Alors qu’est-ce que c’est que la Comics Code Authority ? Son but est avant tout de réguler le genre d’histoires, d’images, de langage et de personnages utilisés dans les comics. Elle établit un code, un peu à l’image de celui de la Motion Picture Association of America (vous savez, les PG-13 pour les moins de 13 ans et les R rouges pour les moins de 17), mais bien moins perméable puisqu’elle vise à modifier le produit de base et non seulement à le classifier pour la distribution en salle ou en kiosque. Avec la CCA, les éditeurs de comics devaient jouer dans les règles s’ils voulaient obtenir le fameux sticker qui certifiait que le comics était autorisé par l’organisation.

 

 

Dans les années 50, la délinquance juvénile est vue comme un symptôme du manque de respect par rapport à l’autorité. Alors que les comics des années 40 étaient surtout connus pour leurs super-héros, ceux du début des années 50 se penchent davantage vers le crime et l’horreur. Beaucoup d’artistes s’y donnent à coeur joie et sont publiées des histoires assez violentes qui feraient pâlir même les films les plus gore que l’on peut voir actuellement. Derrière cela, il y avait pourtant bien souvent des histoires riches de sens et captivantes, à la limite du fantastique et conservant une aura lovecraftienne.

Quoi qu’il en soit, pour les parents et les communautés religieuses, les comics avec ce genre de thèmes étaient la source du mal. La fameuse « perversion de la jeunesse » qui ressort tous les 25 ans sous une forme différente, mais qui n’est au final qu’une chimère. Les scandales se multiplient et l’opinion publique fait de plus en plus savoir son mécontentement par rapport à ces histoires de crimes et de violence. En 1954, Fredric Wertham, un psychiatre américain, publie Seduction of the Innocent, qui tend à prévenir la population des effets néfastes des comics sur la jeunesse. Pour lui, « Hitler était un débutant en comparaison de l’industrie du comics ». Pourtant, c’est bien son camp qui pratiquera les autodafés de comics. Suite à cela, et reprenant beaucoup de thèmes abordés dans le livre, l’Association of Comics Magazine Publishers établit la Comics Code Authority.

 

 

Comme on vous le disait, le phénomène n’est pas nouveau puisque la CCA base son code sur celui de William Hays, qui existait depuis 1930 et concernait les films produits à Hollywood. Le code pour les comics vise trois grands sujets : la violence, l’horreur et le sexe. Tout ce qui s’y rapproche de près ou de loin devait être évité ou interdit. Il est cependant à noter que la CCA est formée avant tout par les éditeurs eux-mêmes qui fondent l’organisation pour empêcher que le gouvernement s’en charge lui-même de façon plus stricte. Les règles qui sont imposées ne sont cependant pas appréciées de la communauté des maisons d’édition, mais c’était, à l’époque, le choix le moins strict.

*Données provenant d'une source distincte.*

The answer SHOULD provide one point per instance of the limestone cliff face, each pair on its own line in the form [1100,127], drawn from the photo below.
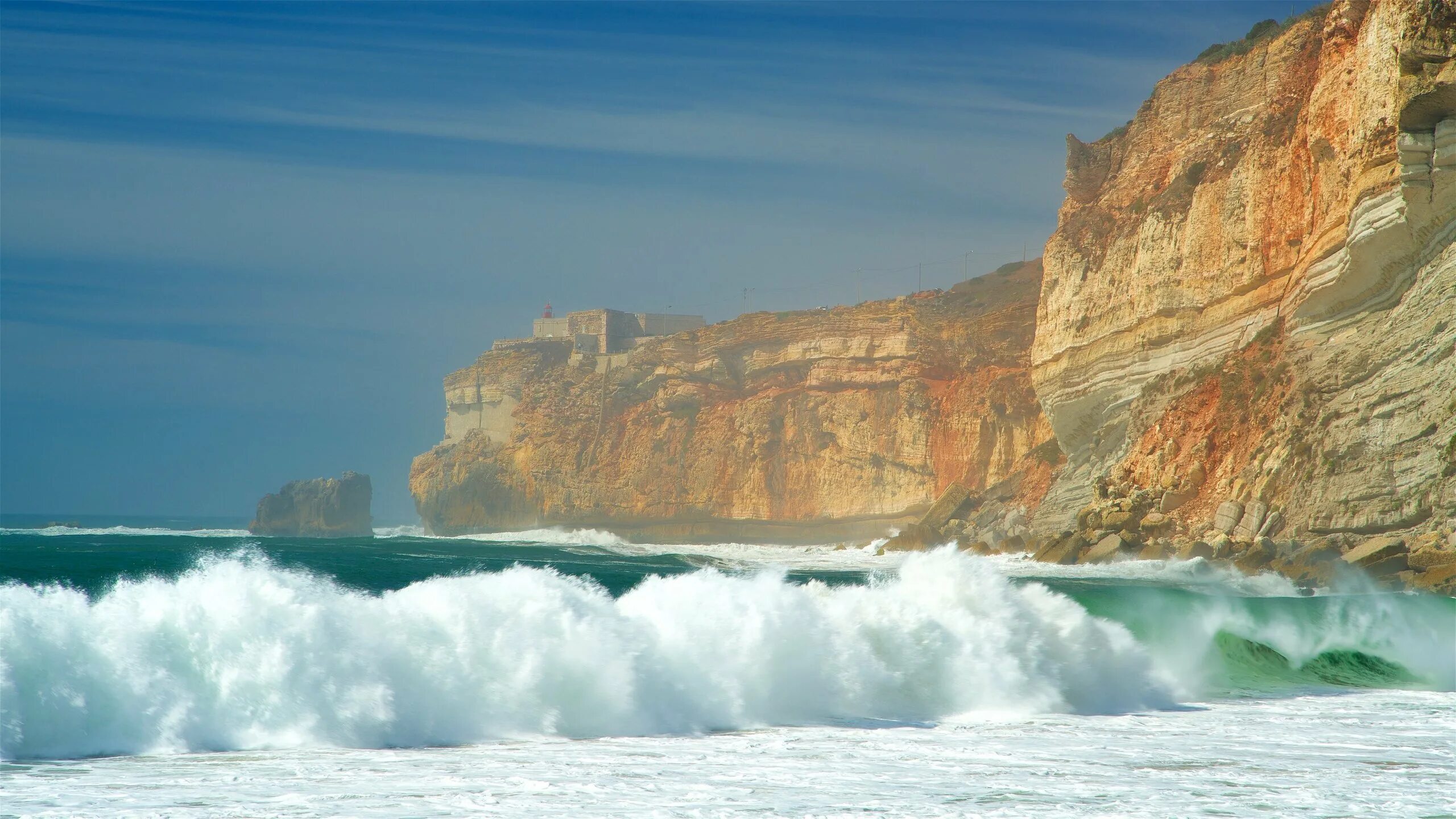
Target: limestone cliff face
[796,426]
[322,507]
[1251,293]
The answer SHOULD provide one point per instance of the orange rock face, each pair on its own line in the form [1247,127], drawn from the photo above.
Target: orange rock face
[799,426]
[1298,198]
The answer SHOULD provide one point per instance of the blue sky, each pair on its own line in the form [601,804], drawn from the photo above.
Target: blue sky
[241,244]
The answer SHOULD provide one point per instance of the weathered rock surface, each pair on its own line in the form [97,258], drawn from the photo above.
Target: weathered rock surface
[322,507]
[800,426]
[1242,349]
[1257,280]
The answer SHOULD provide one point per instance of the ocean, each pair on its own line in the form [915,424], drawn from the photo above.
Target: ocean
[172,668]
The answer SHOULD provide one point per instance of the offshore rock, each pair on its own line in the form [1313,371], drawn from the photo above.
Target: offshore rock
[322,507]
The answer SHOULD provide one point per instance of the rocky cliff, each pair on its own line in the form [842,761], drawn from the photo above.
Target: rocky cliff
[800,426]
[1251,295]
[322,507]
[1244,340]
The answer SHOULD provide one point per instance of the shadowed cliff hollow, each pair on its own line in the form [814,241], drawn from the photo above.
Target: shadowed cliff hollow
[1254,283]
[785,426]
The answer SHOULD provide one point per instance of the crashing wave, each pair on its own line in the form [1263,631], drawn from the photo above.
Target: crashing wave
[242,655]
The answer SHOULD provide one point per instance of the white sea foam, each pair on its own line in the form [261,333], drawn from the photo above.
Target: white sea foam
[241,655]
[66,531]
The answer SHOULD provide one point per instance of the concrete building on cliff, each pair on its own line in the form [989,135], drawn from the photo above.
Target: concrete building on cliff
[599,337]
[603,331]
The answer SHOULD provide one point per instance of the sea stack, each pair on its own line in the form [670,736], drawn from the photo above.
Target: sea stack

Alors dans les faits, qu’est-ce qui était interdit ? Prenons quelques exemples : « Aucun comics ne doit faire état des méthodes utilisées pour commettre un crime. […] Les policiers, juges et membres du gouvernement ne devront jamais être représentés de façon irrespectueuse. […] Quoi qu’il arrive, le bien devra toujours triompher du mal et le méchant devra être puni pour ses crimes. […] Le mot ‘crime’ ne devra jamais apparaitre seul sur la couverture. » Ça commence à faire pas mal et à ressembler aux règles d’un État totalitaire, n’est-ce pas ? Mais vous allez voir, c’est loin d’être fini.

 

 

Non contente de toutes ces règles sur les institutions, la CCA en rajoute plusieurs couches sur les titres et les thèmes abordés : « Aucun comics ne pourra utiliser le mot ‘horreur’ ou ‘terreur’ dans son titre. […] Toutes scènes d’horreur, de bain de sang, de gore, de luxure, de sadisme ou masochisme ne seront pas autorisées. […] L’obscénité, les insultes à la religion, la vulgarité, les mots ou symboles avec un sens indésirable seront interdits. […] La nudité est interdite. […] Tous les personnages devront être habillés de façon raisonnable à la société. […] Les femmes ne doivent pas être dessinées avec une exagération de certaines qualités physiques. »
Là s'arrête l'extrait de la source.